Depois surgiram as questões: terá sido mesmo Welles a escrever o livro? O seu secretário? Terá Welles ditado o livro a outra pessoa? Sabe-se apenas de onde veio a base da história: do grande filme que Welles nunca realizou. Com efeito, a meio da realização de Mr. Arkadin, Welles viu serem-lhe cortadas as pernas (a nível orçamental). Esteve para repudiar o filme e retirar o seu nome. Este livro, publicado poucos anos depois tem por base as notas de Welles que pretendia ultrapassar «Citizen Kane» e criar o fresco da sociedade contemporânea e de todo o século XX vivido até à altura.

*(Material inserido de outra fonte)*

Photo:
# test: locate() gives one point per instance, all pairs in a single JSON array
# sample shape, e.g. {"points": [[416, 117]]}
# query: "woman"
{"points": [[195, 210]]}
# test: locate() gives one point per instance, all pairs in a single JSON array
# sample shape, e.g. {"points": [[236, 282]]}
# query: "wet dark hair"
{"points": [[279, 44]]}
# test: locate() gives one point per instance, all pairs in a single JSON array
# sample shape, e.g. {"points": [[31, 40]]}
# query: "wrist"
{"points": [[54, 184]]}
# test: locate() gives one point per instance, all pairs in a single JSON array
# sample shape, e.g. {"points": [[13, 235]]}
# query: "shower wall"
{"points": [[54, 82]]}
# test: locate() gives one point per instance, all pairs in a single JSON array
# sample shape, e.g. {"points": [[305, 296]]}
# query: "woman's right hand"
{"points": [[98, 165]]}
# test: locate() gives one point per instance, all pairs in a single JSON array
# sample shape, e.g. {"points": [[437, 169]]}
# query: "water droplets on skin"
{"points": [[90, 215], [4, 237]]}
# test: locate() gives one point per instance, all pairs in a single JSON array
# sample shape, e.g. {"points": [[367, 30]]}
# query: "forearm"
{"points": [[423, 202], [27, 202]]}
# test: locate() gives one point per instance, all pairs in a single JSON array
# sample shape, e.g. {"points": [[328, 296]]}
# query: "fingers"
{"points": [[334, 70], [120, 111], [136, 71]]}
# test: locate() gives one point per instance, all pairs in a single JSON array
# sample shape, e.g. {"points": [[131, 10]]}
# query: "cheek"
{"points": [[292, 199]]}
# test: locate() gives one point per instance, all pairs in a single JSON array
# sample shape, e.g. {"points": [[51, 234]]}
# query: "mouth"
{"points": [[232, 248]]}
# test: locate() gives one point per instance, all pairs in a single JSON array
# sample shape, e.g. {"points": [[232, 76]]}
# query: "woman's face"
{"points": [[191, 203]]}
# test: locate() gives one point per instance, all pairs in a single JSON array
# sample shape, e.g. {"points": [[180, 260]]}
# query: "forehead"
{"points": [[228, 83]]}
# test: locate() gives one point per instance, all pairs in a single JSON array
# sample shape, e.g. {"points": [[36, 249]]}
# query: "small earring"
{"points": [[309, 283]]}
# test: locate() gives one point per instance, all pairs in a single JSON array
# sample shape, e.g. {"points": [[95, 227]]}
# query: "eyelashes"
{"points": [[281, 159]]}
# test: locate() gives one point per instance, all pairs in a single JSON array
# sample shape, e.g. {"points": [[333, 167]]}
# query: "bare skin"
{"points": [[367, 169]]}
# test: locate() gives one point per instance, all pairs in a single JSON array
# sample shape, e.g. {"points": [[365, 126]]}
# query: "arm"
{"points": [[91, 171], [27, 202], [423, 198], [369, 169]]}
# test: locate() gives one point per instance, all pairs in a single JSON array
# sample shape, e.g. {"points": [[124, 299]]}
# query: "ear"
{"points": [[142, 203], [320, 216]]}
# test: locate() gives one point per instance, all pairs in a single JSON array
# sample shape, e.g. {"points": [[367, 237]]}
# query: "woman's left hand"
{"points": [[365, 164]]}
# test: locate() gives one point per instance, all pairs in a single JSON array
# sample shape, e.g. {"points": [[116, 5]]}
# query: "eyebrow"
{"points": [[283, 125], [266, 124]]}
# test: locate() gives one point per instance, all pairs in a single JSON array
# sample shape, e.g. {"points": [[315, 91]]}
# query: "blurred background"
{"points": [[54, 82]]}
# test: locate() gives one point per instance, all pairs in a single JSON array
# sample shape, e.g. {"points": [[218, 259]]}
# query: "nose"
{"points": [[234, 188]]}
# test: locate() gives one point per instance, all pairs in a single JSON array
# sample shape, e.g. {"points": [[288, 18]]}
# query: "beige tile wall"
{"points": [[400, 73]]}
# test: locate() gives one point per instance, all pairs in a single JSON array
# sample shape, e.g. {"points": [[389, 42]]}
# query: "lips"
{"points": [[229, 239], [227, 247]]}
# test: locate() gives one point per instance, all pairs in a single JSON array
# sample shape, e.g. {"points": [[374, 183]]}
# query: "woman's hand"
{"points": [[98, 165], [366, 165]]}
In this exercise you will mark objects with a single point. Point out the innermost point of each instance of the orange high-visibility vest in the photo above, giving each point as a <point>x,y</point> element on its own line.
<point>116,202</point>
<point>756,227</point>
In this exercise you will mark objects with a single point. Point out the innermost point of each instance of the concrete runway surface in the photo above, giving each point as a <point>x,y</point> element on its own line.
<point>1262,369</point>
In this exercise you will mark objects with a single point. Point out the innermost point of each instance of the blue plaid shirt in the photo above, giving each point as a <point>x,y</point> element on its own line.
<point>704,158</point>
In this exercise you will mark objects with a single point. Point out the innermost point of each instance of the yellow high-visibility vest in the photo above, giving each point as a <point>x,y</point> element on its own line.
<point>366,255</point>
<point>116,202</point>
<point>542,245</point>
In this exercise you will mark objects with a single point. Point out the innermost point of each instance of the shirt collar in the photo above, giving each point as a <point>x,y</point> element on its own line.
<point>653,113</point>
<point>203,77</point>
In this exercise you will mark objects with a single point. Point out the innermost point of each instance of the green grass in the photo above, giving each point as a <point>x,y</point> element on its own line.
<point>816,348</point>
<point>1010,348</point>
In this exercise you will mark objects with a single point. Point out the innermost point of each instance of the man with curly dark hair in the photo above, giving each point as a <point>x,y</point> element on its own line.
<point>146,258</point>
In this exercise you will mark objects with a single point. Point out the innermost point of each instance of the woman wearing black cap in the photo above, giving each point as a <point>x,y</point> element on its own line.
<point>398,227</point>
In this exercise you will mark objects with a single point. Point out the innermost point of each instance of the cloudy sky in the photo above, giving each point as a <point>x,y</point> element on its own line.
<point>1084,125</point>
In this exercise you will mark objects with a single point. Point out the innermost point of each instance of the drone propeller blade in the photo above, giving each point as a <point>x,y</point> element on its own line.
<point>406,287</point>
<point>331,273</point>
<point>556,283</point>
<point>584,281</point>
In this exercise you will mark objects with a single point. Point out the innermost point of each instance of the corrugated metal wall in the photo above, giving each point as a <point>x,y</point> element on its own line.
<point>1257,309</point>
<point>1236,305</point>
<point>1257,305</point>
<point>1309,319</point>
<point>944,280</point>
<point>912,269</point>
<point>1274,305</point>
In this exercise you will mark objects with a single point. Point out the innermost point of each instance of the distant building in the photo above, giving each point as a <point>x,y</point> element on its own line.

A ideia da investigação do passado obscuro de um multimilionário internacional amnésico cruzava personagens do «Terceiro Homem» de Graham Greene e da continuação das aventuras de Harry Lime que Welles desenvolvera em novela radiofónica. Mas outros personagens de outros filmes, de outras produções radiofónicas de outras obras literárias cruzariam o enredo construindo um retrato panorâmico inigualável.
A maestria com que está escrito é, também ela, inegável o que demonstra a mão presente e firme de Welles. Se todas as palavras são suas ninguém o virá a saber mas que a importância do livro para a compreensão do homem e do seu tempo e, a um nível mais geral, a relevância da obra em termos literários ecinematográficos - em termos culturais no geral - é algo indiscutível.
Venham conhecer esta «sórdida vida secreta» do século XX.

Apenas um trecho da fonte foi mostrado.